The 1H-NMR (600 MHz, DMSO-d6,) spectrum displayed signals at δ (ppm)7.62 (2H, d, J = 8.5 Hz, H-2', 6'), 6.81 (2H, d, J = 8.5 Hz, H-3', 5'), The two aromatic singlets at 6.74 and 6.52 were assigned to H-3 and H-6, respectively. The appearance of a single signal at δ 6.62 ppm of H-6 more downfield than normally indicated that the carbon (C-8) is oxygenated. While the 13C-NMR (150 MHz, DMSO-d6) at δ in ppm 182.3 (C-4), 163.8 (C-2), 162.3 (C-4), 161 (C-9), 155 (C-5), 161.4 (C-7), 128.9 (C-2, 6), 128.7 (C-8), 121.5 (C-1), 116.8 (C-3, 5), 103.4 (C-10), 103.8 (C-3), 98.7 (C-6). These data supported the identification of compound 4 as isoscutellarein [28].

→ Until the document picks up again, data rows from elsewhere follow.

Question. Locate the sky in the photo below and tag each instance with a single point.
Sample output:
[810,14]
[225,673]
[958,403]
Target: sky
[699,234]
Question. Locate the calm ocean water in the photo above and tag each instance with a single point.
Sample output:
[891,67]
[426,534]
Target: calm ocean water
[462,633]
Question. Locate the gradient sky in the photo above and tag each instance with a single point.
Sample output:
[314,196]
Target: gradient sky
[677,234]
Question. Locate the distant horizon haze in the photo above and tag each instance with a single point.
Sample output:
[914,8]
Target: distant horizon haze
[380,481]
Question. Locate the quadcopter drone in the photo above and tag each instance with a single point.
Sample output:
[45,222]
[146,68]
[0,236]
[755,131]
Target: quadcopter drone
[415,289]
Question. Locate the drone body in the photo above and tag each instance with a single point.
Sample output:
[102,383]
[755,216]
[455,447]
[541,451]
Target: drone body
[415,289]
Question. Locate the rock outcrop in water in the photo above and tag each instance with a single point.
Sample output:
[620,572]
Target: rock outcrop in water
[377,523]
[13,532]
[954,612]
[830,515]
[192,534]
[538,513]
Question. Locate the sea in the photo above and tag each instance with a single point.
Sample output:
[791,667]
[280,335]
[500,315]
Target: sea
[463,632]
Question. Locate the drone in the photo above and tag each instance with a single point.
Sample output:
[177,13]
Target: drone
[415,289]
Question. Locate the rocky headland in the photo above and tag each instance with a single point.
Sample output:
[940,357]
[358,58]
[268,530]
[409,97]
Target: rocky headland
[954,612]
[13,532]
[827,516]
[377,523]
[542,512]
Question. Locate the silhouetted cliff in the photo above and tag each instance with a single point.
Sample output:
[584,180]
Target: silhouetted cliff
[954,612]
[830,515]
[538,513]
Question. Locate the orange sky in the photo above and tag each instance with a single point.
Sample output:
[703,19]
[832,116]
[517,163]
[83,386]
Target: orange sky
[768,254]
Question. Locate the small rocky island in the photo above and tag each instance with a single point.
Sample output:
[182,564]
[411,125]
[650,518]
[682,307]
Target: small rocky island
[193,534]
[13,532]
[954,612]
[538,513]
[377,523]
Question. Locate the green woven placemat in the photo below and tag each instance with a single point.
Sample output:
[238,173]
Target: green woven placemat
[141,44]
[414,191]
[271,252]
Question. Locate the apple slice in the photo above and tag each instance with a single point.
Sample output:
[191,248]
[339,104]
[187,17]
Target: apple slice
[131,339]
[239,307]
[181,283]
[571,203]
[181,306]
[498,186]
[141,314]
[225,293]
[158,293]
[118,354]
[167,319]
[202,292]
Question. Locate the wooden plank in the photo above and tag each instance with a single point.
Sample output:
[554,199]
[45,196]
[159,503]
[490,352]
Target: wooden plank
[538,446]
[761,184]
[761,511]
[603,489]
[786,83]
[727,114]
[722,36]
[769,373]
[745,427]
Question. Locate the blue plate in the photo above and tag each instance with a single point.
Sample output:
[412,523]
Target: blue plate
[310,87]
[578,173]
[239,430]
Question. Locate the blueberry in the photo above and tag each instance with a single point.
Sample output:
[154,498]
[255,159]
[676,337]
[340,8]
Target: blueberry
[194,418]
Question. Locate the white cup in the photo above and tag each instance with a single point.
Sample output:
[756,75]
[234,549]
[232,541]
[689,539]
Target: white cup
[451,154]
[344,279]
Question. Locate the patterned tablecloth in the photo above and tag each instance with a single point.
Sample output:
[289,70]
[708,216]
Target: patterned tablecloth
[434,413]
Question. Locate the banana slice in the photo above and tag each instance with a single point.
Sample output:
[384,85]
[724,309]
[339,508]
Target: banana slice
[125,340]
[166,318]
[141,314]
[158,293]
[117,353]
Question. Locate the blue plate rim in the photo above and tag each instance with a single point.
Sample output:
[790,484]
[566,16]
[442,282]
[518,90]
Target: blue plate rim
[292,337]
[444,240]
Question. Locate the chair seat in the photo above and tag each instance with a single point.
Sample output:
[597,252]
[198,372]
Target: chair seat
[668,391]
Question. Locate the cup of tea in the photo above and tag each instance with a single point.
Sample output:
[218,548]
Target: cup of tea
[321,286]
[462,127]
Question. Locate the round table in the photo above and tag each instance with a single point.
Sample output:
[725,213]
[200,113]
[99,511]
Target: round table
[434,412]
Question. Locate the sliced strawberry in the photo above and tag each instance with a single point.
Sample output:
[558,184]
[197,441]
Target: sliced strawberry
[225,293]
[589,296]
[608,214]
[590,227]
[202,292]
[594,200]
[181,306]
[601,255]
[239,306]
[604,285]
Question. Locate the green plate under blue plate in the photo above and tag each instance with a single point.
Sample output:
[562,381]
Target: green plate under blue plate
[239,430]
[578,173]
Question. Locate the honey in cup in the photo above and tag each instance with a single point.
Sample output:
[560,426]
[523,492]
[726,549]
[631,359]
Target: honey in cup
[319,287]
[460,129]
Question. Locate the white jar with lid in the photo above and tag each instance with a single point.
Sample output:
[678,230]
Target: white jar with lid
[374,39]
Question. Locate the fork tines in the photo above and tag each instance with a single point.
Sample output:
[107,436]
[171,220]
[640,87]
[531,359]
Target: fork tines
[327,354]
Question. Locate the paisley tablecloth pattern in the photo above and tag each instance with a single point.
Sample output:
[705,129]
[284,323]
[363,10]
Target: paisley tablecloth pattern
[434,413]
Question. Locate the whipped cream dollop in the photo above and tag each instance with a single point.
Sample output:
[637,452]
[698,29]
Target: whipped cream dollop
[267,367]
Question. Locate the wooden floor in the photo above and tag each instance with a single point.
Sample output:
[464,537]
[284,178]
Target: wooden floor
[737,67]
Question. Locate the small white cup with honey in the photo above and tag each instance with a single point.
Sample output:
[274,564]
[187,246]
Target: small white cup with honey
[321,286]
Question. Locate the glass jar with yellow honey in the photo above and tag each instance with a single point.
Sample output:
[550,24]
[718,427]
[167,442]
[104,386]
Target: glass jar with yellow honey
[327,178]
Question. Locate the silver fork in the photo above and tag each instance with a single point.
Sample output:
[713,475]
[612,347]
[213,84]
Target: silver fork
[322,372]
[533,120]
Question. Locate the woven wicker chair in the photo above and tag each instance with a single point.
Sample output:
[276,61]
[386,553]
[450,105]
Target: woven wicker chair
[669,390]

Toxicological study in silico

Pharmacokinetic profile in silico

In silico cytotoxicity screening utilizing ADMET parameters is a critical step in the creation of therapeutic bioactive compounds. The descriptors for 1–4 were generated using MOE, Swiss ADMET [29], and the admit-SAR model [30], as shown in Table 1. Compounds 1–4's physicochemical and ADMET properties revealed that they met Lipinski's criteria, with molecular weight as an exception. Furthermore, the tested compounds fail when the Ghose Veber, Egan, and Muegge criteria are used. Consequently, the tested compounds exhibited a range of bioavailability scores (0.85- 0.17) with biodegradation range values (0.78 to 0.96). These data revealed that the compounds tested had a high oral bioavailability but little biodegradability. The Bioavailability Radar planner created a lead-likeness profile for the medication under consideration (Fig. 2). Pink denotes the ideal range for each feature (polarity, size, lipophilicity, solubility, saturation, and flexibility).

Table 1 ADMET data for compounds 1–4
Fig. 2
figure 2

Bioavailability Radar plot of 1–4, respectively. Each attribute's optimum range is represented by the pink area (Lipophilicity: 0.7 XLOGP3 + 5.0, size: 150 MW 500 g/mol, polarity: TPSA 140 2, solubility: log S 6, and flexibility: rotatable bonds 9. The white zone represents very probable HIA (GI) absorption, whereas the yellow zone shows very likely BBB permeability. The outer grey region is made up of compounds that are expected to have poor absorption but no brain penetration. Furthermore, the blue point indicates P-gp substrate (PGP +), whereas the red point shows P-gp non-substrate (PGP-)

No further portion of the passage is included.